There are so many people to thank for this event. We’ll start with Eddie Codel for livestreaming equipment and Jasmine/Chris/Alex at Support Class for their on-screen reactive graphics – you all made us seem much more professional. On the internal side of Internet Archive employees, June Goldsmith handled administration concerns with the hosting of the event and worked out logistics. The front office (Katherine, Laurel and Michelle) made the calls and the reaching out for security, scheduling and logistics. Michelle invited many of our acts and made logistical arrangements for their media, as well as recruited and organized our team of non-staff volunteers. Wendy Hanamura provided advice, booking, and contacts for multiple acts, as well as being onsite for portions of the event. A lot of employees and volunteers came onsite to help run the Cortex, including Sam, Davide, Jake, Kevin, Laurel, Trevor, Jackie, Carolyn, and Jeff.
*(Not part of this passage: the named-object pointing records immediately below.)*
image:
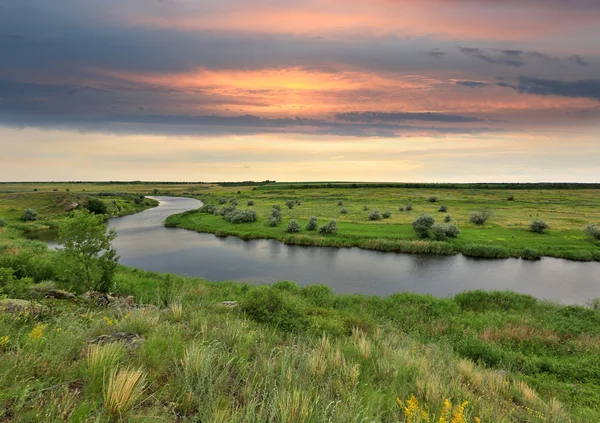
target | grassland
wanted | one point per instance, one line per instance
(281, 353)
(567, 212)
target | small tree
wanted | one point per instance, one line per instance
(312, 224)
(88, 251)
(96, 206)
(29, 215)
(329, 228)
(422, 225)
(593, 231)
(293, 227)
(538, 226)
(375, 215)
(480, 217)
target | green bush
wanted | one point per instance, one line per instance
(480, 217)
(374, 215)
(268, 306)
(293, 227)
(593, 231)
(29, 215)
(422, 225)
(96, 206)
(241, 216)
(312, 224)
(329, 228)
(538, 226)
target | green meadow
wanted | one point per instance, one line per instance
(172, 348)
(506, 233)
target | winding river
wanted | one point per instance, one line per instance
(145, 243)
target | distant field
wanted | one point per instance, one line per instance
(567, 211)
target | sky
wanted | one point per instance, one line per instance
(304, 90)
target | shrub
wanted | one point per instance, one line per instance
(96, 206)
(269, 306)
(312, 224)
(329, 228)
(480, 217)
(293, 227)
(441, 231)
(538, 226)
(375, 215)
(208, 208)
(241, 216)
(29, 215)
(593, 231)
(422, 225)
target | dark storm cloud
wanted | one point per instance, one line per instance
(589, 88)
(399, 117)
(472, 84)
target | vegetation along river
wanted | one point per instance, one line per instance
(145, 243)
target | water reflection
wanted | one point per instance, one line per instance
(143, 242)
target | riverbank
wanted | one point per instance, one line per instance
(505, 234)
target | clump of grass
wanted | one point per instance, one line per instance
(122, 390)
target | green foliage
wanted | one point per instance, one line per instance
(89, 258)
(374, 215)
(241, 216)
(293, 227)
(329, 228)
(312, 224)
(422, 225)
(538, 226)
(266, 305)
(593, 231)
(480, 217)
(96, 206)
(29, 215)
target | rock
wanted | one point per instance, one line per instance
(228, 304)
(14, 306)
(132, 340)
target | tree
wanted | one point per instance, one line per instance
(87, 250)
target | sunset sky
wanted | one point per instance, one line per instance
(345, 90)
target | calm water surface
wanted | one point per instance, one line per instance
(145, 243)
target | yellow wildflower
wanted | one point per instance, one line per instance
(37, 332)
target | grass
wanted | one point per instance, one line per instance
(506, 233)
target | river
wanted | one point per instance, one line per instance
(144, 242)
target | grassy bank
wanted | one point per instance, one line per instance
(505, 234)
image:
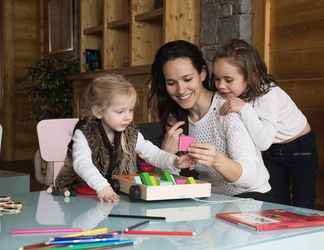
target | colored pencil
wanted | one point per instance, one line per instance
(44, 230)
(137, 216)
(80, 240)
(96, 245)
(169, 233)
(99, 236)
(137, 225)
(102, 230)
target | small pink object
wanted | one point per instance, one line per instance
(145, 167)
(181, 181)
(51, 230)
(184, 142)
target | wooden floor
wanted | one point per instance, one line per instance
(23, 167)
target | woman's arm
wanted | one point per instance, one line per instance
(154, 155)
(240, 165)
(207, 155)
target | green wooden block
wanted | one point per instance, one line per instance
(145, 178)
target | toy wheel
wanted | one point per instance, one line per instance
(115, 185)
(134, 193)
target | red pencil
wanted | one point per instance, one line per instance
(150, 232)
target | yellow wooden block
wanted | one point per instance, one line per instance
(191, 180)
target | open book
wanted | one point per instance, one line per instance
(273, 219)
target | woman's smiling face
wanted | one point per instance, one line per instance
(183, 82)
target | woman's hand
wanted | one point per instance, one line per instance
(233, 104)
(184, 161)
(107, 194)
(171, 138)
(206, 154)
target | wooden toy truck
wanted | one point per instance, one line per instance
(126, 184)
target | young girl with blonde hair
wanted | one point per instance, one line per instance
(105, 142)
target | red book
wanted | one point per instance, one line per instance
(273, 219)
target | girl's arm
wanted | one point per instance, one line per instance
(242, 150)
(83, 165)
(261, 120)
(154, 155)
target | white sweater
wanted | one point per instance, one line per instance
(84, 167)
(272, 118)
(230, 137)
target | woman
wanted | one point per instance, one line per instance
(224, 152)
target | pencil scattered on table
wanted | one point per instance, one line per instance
(137, 225)
(48, 230)
(153, 232)
(9, 206)
(137, 216)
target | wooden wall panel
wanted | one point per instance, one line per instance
(296, 52)
(288, 63)
(22, 21)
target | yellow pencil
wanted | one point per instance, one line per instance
(102, 230)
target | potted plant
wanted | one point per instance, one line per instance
(52, 90)
(51, 97)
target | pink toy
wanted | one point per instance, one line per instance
(184, 142)
(181, 181)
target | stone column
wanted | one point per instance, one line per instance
(222, 20)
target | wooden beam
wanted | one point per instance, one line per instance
(8, 80)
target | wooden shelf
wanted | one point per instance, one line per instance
(154, 15)
(119, 24)
(95, 31)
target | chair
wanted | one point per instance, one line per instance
(54, 136)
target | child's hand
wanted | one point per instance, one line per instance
(233, 104)
(206, 154)
(107, 194)
(184, 161)
(171, 138)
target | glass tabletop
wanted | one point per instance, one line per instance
(42, 210)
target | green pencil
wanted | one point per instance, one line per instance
(114, 244)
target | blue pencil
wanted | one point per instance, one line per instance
(99, 236)
(87, 240)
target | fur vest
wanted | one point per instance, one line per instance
(110, 159)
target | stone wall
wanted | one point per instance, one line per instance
(222, 20)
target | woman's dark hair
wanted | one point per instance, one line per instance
(170, 51)
(241, 54)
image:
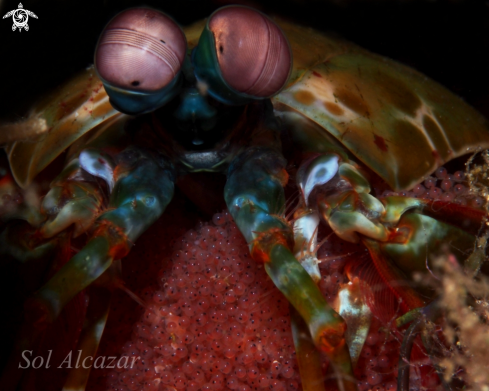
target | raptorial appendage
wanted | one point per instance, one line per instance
(255, 198)
(136, 188)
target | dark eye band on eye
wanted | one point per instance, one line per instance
(242, 55)
(139, 57)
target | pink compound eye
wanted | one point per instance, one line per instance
(140, 50)
(253, 54)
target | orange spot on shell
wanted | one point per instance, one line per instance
(380, 143)
(304, 97)
(333, 108)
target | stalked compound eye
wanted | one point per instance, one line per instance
(138, 57)
(242, 55)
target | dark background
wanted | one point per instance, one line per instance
(447, 40)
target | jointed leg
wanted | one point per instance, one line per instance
(255, 198)
(143, 188)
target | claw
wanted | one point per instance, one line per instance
(140, 196)
(255, 199)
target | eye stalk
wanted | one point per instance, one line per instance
(242, 56)
(139, 56)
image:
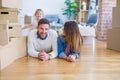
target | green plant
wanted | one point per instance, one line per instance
(71, 9)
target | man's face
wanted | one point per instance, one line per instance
(43, 30)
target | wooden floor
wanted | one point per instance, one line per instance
(96, 62)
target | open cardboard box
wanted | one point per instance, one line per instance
(11, 4)
(113, 41)
(12, 45)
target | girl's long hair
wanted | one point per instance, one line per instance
(72, 35)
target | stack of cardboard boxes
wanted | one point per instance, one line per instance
(113, 41)
(12, 43)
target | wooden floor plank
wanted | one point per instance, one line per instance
(96, 62)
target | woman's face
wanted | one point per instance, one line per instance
(39, 15)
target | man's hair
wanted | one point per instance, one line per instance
(43, 21)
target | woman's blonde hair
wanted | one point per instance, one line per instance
(38, 10)
(72, 35)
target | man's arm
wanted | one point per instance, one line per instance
(54, 52)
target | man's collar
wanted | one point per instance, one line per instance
(38, 36)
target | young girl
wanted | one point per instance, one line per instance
(38, 15)
(69, 42)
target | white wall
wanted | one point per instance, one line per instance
(48, 6)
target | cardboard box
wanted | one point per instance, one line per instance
(4, 35)
(113, 41)
(17, 48)
(116, 17)
(11, 4)
(15, 30)
(8, 31)
(10, 14)
(28, 19)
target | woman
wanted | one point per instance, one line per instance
(69, 42)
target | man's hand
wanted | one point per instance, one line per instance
(71, 58)
(43, 56)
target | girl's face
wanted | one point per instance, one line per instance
(39, 15)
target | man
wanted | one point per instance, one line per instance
(42, 42)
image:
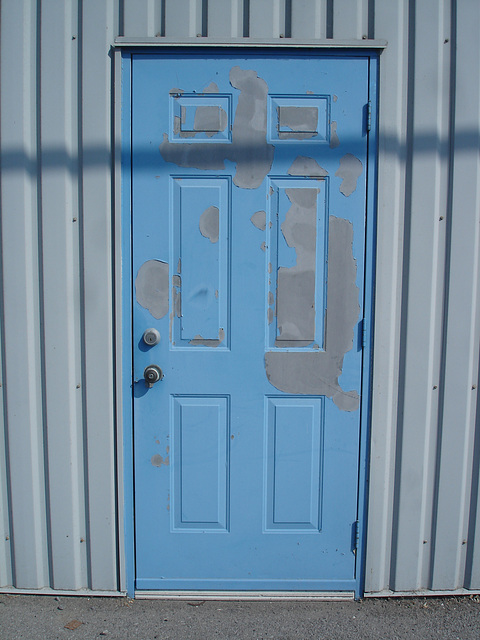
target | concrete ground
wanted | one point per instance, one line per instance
(77, 618)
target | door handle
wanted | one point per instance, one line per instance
(152, 374)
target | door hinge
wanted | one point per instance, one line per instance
(369, 115)
(364, 333)
(355, 536)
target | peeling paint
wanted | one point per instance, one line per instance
(157, 460)
(248, 149)
(198, 341)
(296, 285)
(334, 140)
(302, 122)
(151, 287)
(317, 373)
(350, 170)
(308, 167)
(259, 220)
(209, 224)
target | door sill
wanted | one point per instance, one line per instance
(328, 596)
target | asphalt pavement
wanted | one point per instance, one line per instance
(28, 617)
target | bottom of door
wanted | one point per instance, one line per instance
(328, 596)
(148, 584)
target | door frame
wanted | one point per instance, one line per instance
(122, 238)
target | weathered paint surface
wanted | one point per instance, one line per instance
(151, 287)
(302, 122)
(350, 170)
(259, 220)
(334, 140)
(296, 285)
(249, 148)
(305, 166)
(209, 224)
(198, 341)
(317, 373)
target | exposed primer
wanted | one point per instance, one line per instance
(302, 122)
(210, 119)
(334, 141)
(198, 341)
(305, 166)
(259, 220)
(211, 88)
(350, 170)
(296, 285)
(317, 372)
(248, 149)
(209, 223)
(157, 460)
(151, 287)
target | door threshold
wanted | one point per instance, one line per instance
(328, 596)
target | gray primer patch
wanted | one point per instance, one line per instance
(249, 148)
(157, 460)
(350, 170)
(209, 224)
(212, 88)
(317, 372)
(301, 120)
(198, 341)
(334, 141)
(296, 285)
(151, 287)
(259, 220)
(305, 166)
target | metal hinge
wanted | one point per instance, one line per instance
(355, 536)
(364, 333)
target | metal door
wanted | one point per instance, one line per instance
(248, 213)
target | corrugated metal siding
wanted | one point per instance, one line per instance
(58, 508)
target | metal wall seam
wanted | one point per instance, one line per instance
(350, 19)
(267, 19)
(427, 178)
(97, 31)
(142, 17)
(225, 19)
(22, 364)
(61, 293)
(454, 543)
(309, 19)
(183, 18)
(391, 20)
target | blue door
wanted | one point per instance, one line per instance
(248, 211)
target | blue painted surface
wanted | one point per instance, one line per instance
(238, 485)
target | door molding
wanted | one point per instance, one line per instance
(124, 281)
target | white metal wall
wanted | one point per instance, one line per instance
(58, 486)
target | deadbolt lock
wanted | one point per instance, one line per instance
(152, 374)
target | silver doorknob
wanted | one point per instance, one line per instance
(152, 374)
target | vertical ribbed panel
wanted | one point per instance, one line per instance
(22, 359)
(58, 502)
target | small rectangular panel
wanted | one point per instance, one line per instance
(200, 496)
(299, 118)
(200, 289)
(200, 118)
(297, 247)
(294, 445)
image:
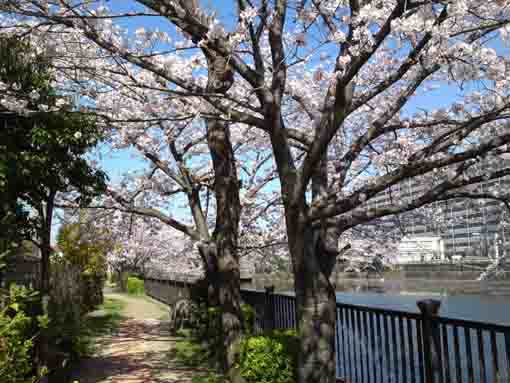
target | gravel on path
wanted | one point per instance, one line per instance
(140, 351)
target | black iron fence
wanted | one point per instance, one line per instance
(380, 345)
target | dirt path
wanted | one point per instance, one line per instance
(140, 351)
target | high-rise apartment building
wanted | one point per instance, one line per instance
(465, 226)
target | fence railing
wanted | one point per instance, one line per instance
(381, 345)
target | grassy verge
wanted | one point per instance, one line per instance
(190, 353)
(105, 319)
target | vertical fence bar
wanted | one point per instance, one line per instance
(360, 345)
(456, 345)
(354, 335)
(269, 309)
(402, 348)
(469, 355)
(342, 329)
(380, 346)
(446, 354)
(494, 354)
(507, 348)
(481, 356)
(395, 348)
(349, 342)
(373, 349)
(412, 369)
(387, 348)
(429, 309)
(366, 340)
(338, 362)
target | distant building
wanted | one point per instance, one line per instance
(465, 227)
(420, 249)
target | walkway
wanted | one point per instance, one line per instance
(139, 351)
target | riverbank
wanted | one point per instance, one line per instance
(395, 283)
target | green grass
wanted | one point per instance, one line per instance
(103, 321)
(211, 378)
(135, 286)
(193, 354)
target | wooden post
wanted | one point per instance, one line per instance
(269, 308)
(431, 352)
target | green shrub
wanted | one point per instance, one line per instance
(269, 358)
(135, 286)
(18, 330)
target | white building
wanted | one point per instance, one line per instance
(420, 249)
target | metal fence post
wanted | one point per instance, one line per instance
(429, 309)
(269, 308)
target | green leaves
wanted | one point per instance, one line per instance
(269, 358)
(17, 333)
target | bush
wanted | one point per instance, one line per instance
(18, 330)
(135, 286)
(269, 358)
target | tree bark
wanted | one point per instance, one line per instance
(45, 237)
(228, 209)
(225, 237)
(316, 304)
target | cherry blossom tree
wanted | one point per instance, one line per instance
(350, 98)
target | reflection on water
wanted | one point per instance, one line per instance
(485, 308)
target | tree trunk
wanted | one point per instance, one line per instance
(316, 306)
(225, 237)
(228, 209)
(45, 238)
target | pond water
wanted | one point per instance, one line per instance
(479, 307)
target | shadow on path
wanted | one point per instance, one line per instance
(138, 351)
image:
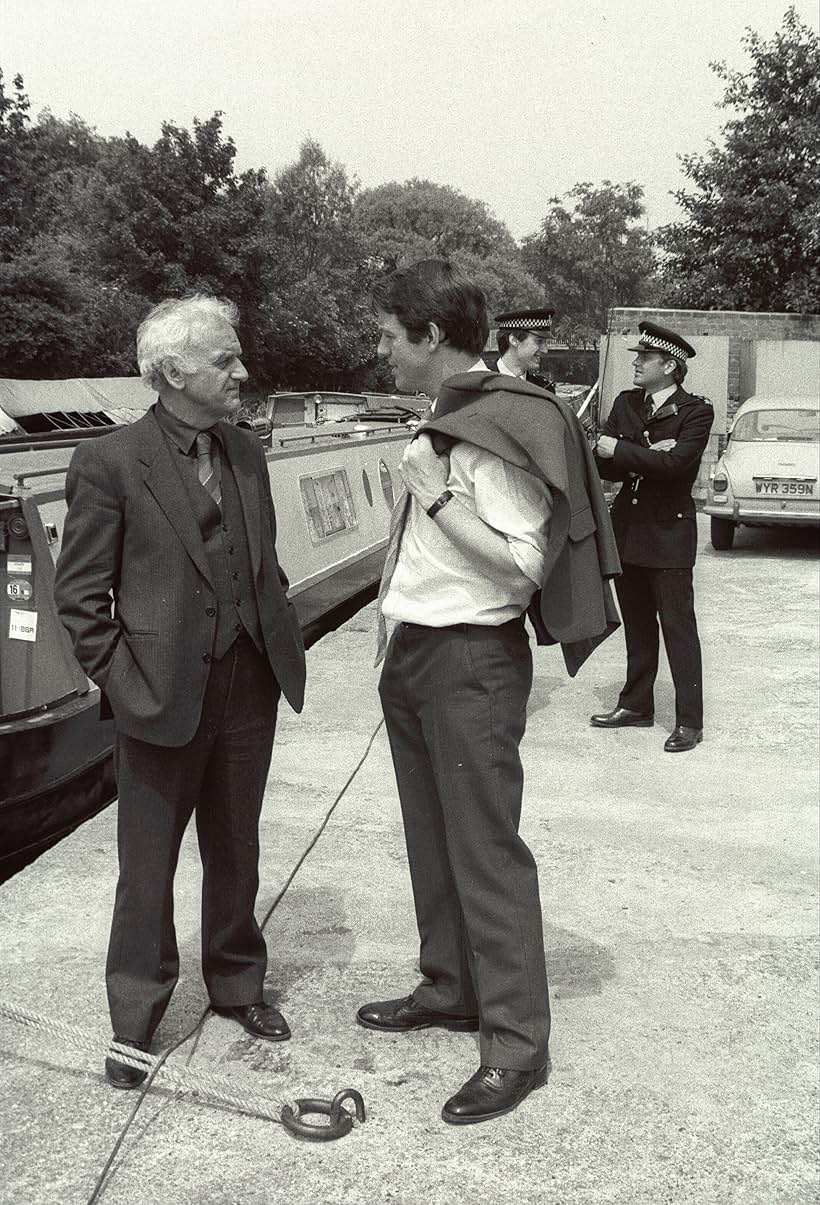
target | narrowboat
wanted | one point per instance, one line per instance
(333, 463)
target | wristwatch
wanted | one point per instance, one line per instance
(441, 500)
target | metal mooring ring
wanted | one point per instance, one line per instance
(341, 1122)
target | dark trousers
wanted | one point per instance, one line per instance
(455, 704)
(644, 597)
(221, 776)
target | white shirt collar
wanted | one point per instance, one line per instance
(505, 370)
(661, 397)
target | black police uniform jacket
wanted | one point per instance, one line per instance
(654, 512)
Rachel Lovinger was a tireless producer for the majority of the cortex’s existence. Carolyn did the Telethon landing page graphics and web design. Will Fitzgerald provided coding for the banner linkage as well as a major assist to near-realtime automatic updating of telethon fundraising totals. Ralf, Tracey, Tim, Trevor, and Brewster and others helped during the Great Network Confusion of December 2015, getting the entire network infrastructure whipped into shape. And, of course, our many acts, including Conspiracy of Beards, Diva Marisa Lendhart, Craig Baldwin, Andy Isaacson, Chris Gray, Justin Hall, Lauren Taylor, Jeff Kaplan, Odd Salon, Gary Gach, Trevor von Stein, the Balkan Brass Band, Alexis Rossi and Dwalu Khasu, Rick and Megan Prelinger, John Perry Barlow and John Gilmore, John Law.
We are no doubt missing many more people who contributed to the Telethon both behind and in front of the camera – it’s a testimony to how many hands came forward to lift this dream up into reality. Thanks to everyone who was a part of it.